Hived work (blockchain node software)
SQL account history plugin
In the last week or so, we continued our work on the SQL account history plugin.
Don’t be confused by the name of this plugin: while it can and will function as a very fast replacement for the rocksdb account history plugin, its primary purpose is to lay the foundation for “modular hivemind” (an application framework for 2nd layer applications).
We added support for resuming a hived replay configured with the SQL account history plugin. This support is also necessary for enabling the use of this plugin when operated in conjunction with a hivemind running in “live sync” mode.
The SQL account history plugin also now populates the database with block and transaction signatures needed for get_block api calls.

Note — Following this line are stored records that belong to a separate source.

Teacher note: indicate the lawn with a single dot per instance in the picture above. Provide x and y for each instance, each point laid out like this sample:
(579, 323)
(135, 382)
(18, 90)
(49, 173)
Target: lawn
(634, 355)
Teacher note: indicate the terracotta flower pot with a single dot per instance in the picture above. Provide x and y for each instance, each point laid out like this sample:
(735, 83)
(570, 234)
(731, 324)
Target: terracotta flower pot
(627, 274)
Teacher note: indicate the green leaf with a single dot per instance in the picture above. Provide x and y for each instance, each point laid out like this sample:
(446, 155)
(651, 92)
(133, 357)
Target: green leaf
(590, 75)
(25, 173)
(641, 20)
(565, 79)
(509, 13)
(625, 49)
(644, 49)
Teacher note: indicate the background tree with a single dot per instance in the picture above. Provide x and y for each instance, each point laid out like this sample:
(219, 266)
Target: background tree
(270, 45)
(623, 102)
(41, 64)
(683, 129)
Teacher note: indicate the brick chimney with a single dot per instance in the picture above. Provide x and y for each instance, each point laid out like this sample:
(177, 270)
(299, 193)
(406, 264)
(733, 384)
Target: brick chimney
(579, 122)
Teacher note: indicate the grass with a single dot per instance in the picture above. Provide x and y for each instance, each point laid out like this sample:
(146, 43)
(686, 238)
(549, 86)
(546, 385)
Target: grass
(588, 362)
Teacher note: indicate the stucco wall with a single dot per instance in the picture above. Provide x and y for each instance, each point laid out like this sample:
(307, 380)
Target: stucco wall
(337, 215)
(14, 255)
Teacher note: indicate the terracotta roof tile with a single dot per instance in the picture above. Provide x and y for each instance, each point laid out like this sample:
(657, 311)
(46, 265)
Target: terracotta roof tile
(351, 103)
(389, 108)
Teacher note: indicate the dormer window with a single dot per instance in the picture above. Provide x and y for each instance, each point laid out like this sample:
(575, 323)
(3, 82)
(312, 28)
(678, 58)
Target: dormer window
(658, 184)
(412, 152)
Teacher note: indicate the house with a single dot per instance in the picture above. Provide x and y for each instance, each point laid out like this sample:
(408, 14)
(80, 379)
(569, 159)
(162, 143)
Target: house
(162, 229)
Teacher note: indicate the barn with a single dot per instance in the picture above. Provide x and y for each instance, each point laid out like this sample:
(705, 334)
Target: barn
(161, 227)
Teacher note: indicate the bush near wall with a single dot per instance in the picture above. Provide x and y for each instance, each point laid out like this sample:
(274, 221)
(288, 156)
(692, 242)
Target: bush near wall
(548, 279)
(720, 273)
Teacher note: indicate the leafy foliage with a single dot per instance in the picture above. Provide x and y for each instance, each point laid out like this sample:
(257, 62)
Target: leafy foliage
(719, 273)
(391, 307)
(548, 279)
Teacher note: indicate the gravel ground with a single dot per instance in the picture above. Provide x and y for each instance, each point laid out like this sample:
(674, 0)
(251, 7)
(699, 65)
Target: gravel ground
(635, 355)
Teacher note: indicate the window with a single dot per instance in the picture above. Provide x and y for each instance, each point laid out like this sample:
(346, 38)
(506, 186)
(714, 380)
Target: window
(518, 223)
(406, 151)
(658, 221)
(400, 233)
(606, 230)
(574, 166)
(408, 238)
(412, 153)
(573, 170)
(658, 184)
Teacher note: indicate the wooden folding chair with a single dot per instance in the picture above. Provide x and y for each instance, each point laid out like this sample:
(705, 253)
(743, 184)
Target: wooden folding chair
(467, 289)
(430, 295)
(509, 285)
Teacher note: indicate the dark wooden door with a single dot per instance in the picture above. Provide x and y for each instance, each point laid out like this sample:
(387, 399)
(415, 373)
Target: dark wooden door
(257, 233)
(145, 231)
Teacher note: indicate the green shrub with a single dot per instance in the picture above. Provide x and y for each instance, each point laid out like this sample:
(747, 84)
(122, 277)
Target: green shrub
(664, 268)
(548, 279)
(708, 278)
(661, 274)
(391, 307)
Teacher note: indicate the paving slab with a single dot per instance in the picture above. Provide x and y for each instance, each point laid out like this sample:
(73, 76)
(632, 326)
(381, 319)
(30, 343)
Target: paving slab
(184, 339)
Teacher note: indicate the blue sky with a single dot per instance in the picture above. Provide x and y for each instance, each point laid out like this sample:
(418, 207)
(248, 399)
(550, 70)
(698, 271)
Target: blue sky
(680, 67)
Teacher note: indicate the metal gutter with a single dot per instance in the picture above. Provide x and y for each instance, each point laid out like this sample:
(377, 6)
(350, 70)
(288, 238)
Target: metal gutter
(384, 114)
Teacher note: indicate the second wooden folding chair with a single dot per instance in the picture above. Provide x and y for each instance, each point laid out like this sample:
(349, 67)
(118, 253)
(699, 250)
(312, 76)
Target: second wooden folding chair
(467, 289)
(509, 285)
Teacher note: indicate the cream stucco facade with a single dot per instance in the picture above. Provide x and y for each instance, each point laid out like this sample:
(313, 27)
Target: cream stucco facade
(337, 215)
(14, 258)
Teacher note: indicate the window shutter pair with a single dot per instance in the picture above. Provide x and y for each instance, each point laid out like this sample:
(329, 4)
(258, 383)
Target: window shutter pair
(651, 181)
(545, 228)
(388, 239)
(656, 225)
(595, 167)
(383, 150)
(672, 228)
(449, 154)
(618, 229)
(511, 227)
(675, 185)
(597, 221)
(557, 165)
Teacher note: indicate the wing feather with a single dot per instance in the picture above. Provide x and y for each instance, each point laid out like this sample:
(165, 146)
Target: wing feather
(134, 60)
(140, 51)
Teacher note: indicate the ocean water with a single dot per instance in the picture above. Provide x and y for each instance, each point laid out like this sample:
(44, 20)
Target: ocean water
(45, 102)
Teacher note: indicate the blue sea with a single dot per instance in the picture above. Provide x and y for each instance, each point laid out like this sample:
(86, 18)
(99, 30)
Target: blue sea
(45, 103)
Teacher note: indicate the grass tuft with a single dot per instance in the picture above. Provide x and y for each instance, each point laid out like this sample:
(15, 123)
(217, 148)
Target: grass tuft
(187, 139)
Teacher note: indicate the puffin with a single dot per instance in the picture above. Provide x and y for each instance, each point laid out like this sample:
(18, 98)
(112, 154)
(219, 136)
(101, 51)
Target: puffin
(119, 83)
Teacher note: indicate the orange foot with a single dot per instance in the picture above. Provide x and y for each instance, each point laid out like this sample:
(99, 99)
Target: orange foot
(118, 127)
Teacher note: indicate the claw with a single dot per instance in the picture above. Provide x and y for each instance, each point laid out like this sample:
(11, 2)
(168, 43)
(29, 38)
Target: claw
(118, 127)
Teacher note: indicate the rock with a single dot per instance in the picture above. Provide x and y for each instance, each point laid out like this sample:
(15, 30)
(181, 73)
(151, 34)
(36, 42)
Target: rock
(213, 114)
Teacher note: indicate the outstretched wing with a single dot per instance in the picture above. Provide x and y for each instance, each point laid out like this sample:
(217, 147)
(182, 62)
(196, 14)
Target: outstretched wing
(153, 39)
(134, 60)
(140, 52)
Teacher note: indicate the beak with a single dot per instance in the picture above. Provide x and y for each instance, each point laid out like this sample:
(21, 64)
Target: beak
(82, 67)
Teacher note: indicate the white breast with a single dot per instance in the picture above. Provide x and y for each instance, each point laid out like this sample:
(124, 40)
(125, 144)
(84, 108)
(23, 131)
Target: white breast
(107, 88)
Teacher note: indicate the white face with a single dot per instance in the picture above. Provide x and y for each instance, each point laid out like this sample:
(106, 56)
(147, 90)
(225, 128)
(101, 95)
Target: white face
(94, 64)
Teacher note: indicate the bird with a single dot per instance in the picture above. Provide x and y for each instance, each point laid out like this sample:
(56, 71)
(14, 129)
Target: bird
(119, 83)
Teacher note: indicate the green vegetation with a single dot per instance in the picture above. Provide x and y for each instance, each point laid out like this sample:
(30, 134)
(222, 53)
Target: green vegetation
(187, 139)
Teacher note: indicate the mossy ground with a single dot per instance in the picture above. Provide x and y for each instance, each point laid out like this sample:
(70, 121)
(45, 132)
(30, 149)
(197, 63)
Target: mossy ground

Finally, we added code to drop/restore the SQL indexes associated with the account history data to enable faster hived replays (this can be useful, for example, if no hivemind sync is happening at the same time).
Other work on hived
We reviewed recent changes in the hived code, which resulted in some code fixes and code reformats and new unit tests. We also did some preliminary reviews of current merge requests for hived.
Modular Hivemind (2nd layer application framework)
Syncing hivemind from SQL account history plugin databases
Hivemind can now run an “initial sync” directly from the postgres data generated by the SQL account history plugin. We repeated the “initial sync” of hivemind that died near the end during our previous test (running for 49.58M blocks) and confirmed that it takes just under 46 hours (just under two days). For comparison, a hivemind sync using the old “pull” process with all our other recent optimizations still took 61.2 hours.
The final database size for this test was: SQL account history-generated data (~1.1 TB) + hivemind sync-generated data (~0.5 TB) for a total size of 1.6 TB.
Experimenting with Postgres extensions for fork handling
One of the key challenges for modular hivemind is automated support of fork handling, to remove this burden from 2nd layer applications. Currently we’re experimenting with the use of C-based postgres extensions to help accomplish this task.
Miscellaneous changes to hive sync
We eliminated use of some SQL constructs in hivemind sync that obtained exclusive locks on tables and therefore prevented database dumps from being run concurrently with a hivemind sync. Without this change, a hivemind server operator would need to temporarily disable his hivemind server in order to make a database backup.
Official hivemind release v1.24.2
We completed testing of the develop branch, then merged all our latest work on hivemind to the master branch, tagged it as v1.24.2.
We notified all API node operators that they should upgrade to v1.24.2 as soon as practical, as it contains not only optimizations and the exclusive lock fix, but also various bugfixes related to hivemind indexing and API responses.
Condenser (https://hive.blog code base)
We finished fixing condenser bugs related to the follows, mutes, and decentralized lists, and deployed a new version of hive.blog with the fixes. At this point, we’ve completed and tested all work on decentralized lists.
Plans for next week
On hived side, we’ll continue working on changes for HF25 (vote expiration for governance changes, curation vote window changes, merge request review, etc). Depending on how much time we have, we may take a look at the HBD interest code, now that witnesses are experimenting with enabling HBD interest payments. I’ve also considered adding a mechanism for helping to maintain the HBD peg if we have time. I’ll write a post about it if we make enough progress on other fronts in the next week or so that it seems feasible to fit the enhanced pegging mechanism into HF25.
For modular hivemind, we’ll continue to explore ways to automate fork-handling.
On the optimization front, we’re experimenting with python profiling to see if we can further reduce the time for a hivemind initial sync from SQL account history data. For a visualization tool, we’re using kcachegrind.
We also want to look at combining the process of replaying hived with the SQL account history plugin (which takes about 11 hours) while running a hivemind sync simultaneously (which takes 46 hours). Currently these process are running sequentially, which takes 11 + 46 = 57 hours.
By running them concurrently, I believe we can reduce the overall time to nearly just the time of the hivemind sync (i.e. 46 hours currently). As a reminder, previously this process took 17 hours for a hived replay with rockdsb account history + about 96 hours for a hivemind sync, before we began optimizations of sync time.